Stefan Meyerhofer, a shop assistant, said: ‘I heard muffled shots. It sounded as if they came from the direction of the centre’s managment.

‘Then all of a sudden more people walked past screaming at our store. I’ve holed up me then with the others who are just in the store, in an office space. We are still here.’

Neighbours of the attacker told German media that he was a ‘quiet guy.’

‘He lived right next to me,’ German newspaper Bild quoted a neighbour as saying.

‘A friend of mine went to school with him and said he was rather a quiet guy. He recognised him from the videos from the scene.’

British nationals in Germany are being advised to comply with instructions from local authorities.

A Foreign Office spokesman said: ‘We are urgently investigating an incident in Munich and stand ready to provide assistance to British Nationals.’

UK Foreign Secretary Boris Johnson tweeted: ‘Deeply shocked & saddened by #Munich shootings. My thoughts are w/ the victims, their loved ones & all #Germany at this time.’

German premier Angela Merkel was receiving updates on the situation yesterday and is due to meet officials today to be brief on the latest.

US President Barack Obama pledged support to Germany in the wake of the deadly shooting rampage, as officials said they were working to determine if any American citizens were affected.

Obama, speaking at a meeting with law enforcement officials, said: ‘Our hearts go out to those who may have been injured. It’s still an active situation, and Germany’s one of our closest allies, so we are going to pledge all the support that they may need in dealing with these circumstances.’

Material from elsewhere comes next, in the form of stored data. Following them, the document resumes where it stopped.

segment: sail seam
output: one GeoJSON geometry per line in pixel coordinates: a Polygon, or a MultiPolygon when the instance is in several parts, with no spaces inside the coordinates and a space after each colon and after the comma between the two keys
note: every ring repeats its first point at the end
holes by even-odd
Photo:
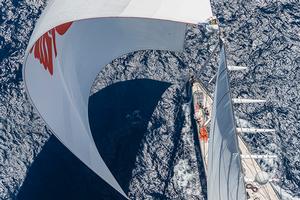
{"type": "Polygon", "coordinates": [[[228,90],[223,96],[222,98],[217,102],[217,107],[219,106],[219,104],[221,103],[221,101],[223,101],[223,99],[225,98],[225,96],[229,93],[230,91],[228,90]]]}

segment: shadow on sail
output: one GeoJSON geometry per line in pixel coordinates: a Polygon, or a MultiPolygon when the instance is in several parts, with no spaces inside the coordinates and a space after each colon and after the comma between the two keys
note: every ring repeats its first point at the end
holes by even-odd
{"type": "MultiPolygon", "coordinates": [[[[123,81],[90,97],[89,121],[97,148],[125,192],[147,124],[169,83],[123,81]]],[[[77,159],[56,137],[29,168],[16,199],[124,199],[77,159]]]]}

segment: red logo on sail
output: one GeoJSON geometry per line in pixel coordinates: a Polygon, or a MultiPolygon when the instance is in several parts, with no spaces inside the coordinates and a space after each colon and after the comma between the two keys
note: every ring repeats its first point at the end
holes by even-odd
{"type": "Polygon", "coordinates": [[[54,57],[57,56],[55,38],[56,33],[58,33],[59,35],[64,35],[70,28],[72,23],[73,22],[68,22],[51,29],[42,37],[40,37],[30,50],[30,53],[32,53],[32,51],[34,52],[34,58],[38,59],[44,66],[45,70],[48,70],[51,75],[53,75],[53,49],[54,57]]]}

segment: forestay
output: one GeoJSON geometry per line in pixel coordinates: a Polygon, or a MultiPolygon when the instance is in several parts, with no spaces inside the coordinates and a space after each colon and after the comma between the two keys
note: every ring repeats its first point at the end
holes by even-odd
{"type": "Polygon", "coordinates": [[[186,24],[210,17],[209,0],[54,0],[34,29],[23,72],[32,104],[57,138],[125,197],[90,132],[92,83],[129,52],[182,51],[186,24]]]}

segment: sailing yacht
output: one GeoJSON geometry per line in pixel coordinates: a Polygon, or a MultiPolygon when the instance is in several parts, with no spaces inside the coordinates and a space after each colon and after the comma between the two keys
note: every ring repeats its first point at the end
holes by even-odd
{"type": "MultiPolygon", "coordinates": [[[[91,134],[90,88],[98,72],[124,54],[148,49],[182,52],[190,24],[216,27],[209,0],[50,0],[30,38],[23,79],[32,105],[61,143],[124,198],[128,199],[127,194],[103,161],[91,134]]],[[[195,117],[204,141],[208,199],[261,198],[249,192],[244,179],[248,174],[253,179],[243,168],[253,159],[245,157],[249,153],[241,148],[237,135],[225,50],[221,49],[213,103],[201,84],[193,86],[205,97],[195,97],[203,101],[195,117]]],[[[250,189],[255,193],[254,187],[253,183],[250,189]]],[[[273,191],[270,186],[263,188],[269,194],[273,191]]]]}

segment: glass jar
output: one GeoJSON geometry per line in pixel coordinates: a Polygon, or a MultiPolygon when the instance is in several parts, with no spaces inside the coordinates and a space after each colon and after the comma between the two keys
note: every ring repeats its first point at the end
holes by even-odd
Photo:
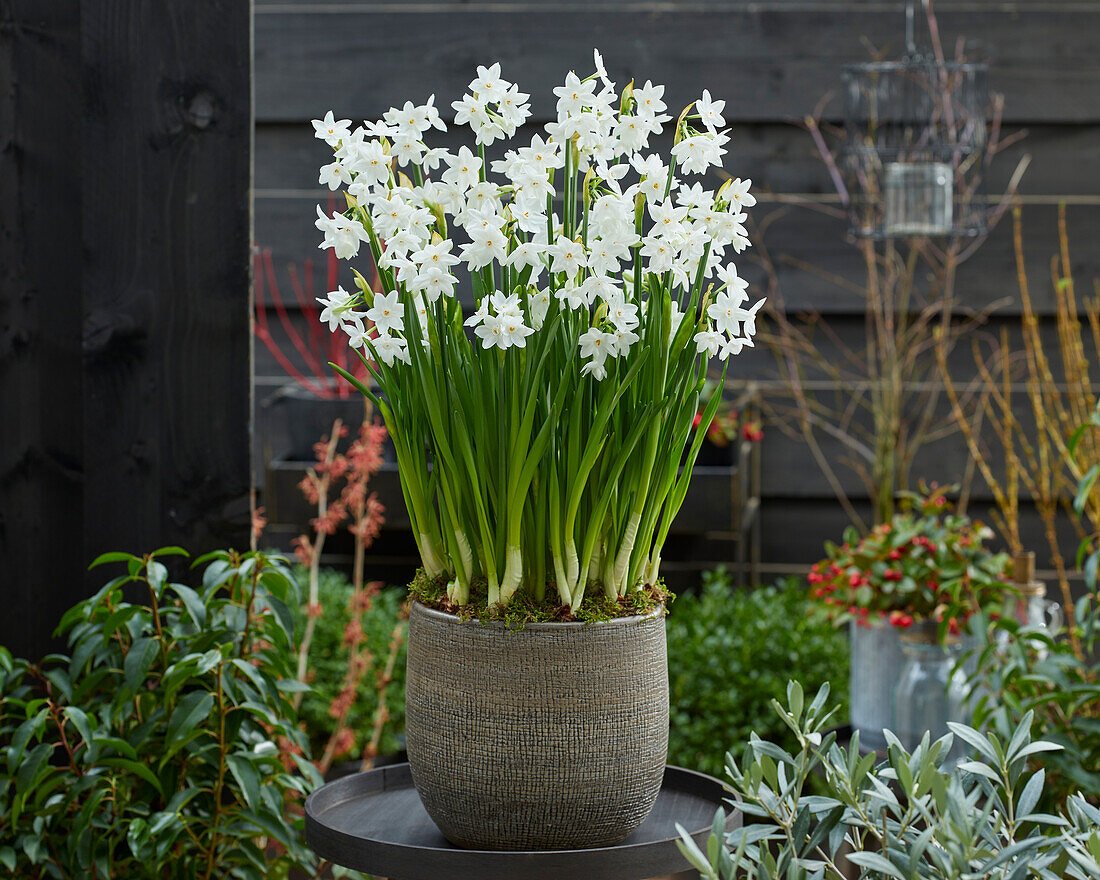
{"type": "MultiPolygon", "coordinates": [[[[966,676],[955,666],[959,660],[959,640],[949,638],[940,644],[934,624],[925,624],[901,639],[905,665],[894,693],[894,733],[906,749],[912,751],[928,733],[934,742],[951,731],[948,721],[965,722],[966,676]]],[[[958,737],[944,757],[950,769],[965,754],[966,745],[958,737]]]]}
{"type": "MultiPolygon", "coordinates": [[[[1015,559],[1016,582],[1011,592],[1005,594],[1004,612],[1020,626],[1042,630],[1052,639],[1058,635],[1065,616],[1062,606],[1046,598],[1047,588],[1042,581],[1035,580],[1035,554],[1020,553],[1015,559]]],[[[997,643],[1004,647],[1008,643],[1008,633],[997,632],[997,643]]],[[[1050,649],[1035,642],[1032,647],[1038,659],[1042,660],[1050,649]]]]}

The shooting comes just days after a teenage asylum seeker went on the rampage with an axe and a knife on a regional train in Germany, injuring nine people.

Interior Minister Thomas de Maiziere said that teenager was believed to be a ‘lone wolf’ attacker who appeared to have been ‘inspired’ by the Islamic State group but was not a member of the jihadist network.

Authorities said he shouted ‘Allahu akbar’ three times as he ran through the carriage slashing passengers on the train near the southern city of Wuerzburg.

The attacker is believed to be either Afghan or Pakistani and investigators are still trying to determine his identity.

The train rampage triggered calls by politicians in Bavaria, of which Munich is the capital, to impose an upper limit on the number of refugees coming into the country.

The assailant had arrived as an unaccompanied minor in Germany in June 2015 and had been staying with a foster family in the region of the attack for the last two weeks.

A record 1.1million migrants and refugees were let in to Germany last year, with Syrians making up the largest group followed by Afghans.

In the latest attack in France, 31-year-old Mohamed Lahouaiej Bouhlel used a truck to mow down 84 people, including children, in the Riviera city of Nice last week.

It was the third major attack on French soil in the past 18 months, after the jihadist carnage in Paris in November and the shootings at satirical magazine Charlie Hebdo and a kosher supermarket in January 2015.

In March, Islamic State-claimed suicide bomb attacks at Brussels airport and a city metro station left 32 people dead.

Meanwhile, in May in Germany, a mentally unstable 27-year-old man carried out a knife attack on a regional train in the south of the country, killing one person and injuring three others.

Back in Munich, the shopping centre is next to the Munich Olympic stadium, where the Palestinian militant group Black September took 11 Israeli athletes hostage and eventually killed them during the 1972 Olympic Games.

And Friday marked the fifth anniversary of the massacre in Oslo, Norway, by far-right extremist Anders Breivik, who killed 77 people, 69 of them at a youth summer camp.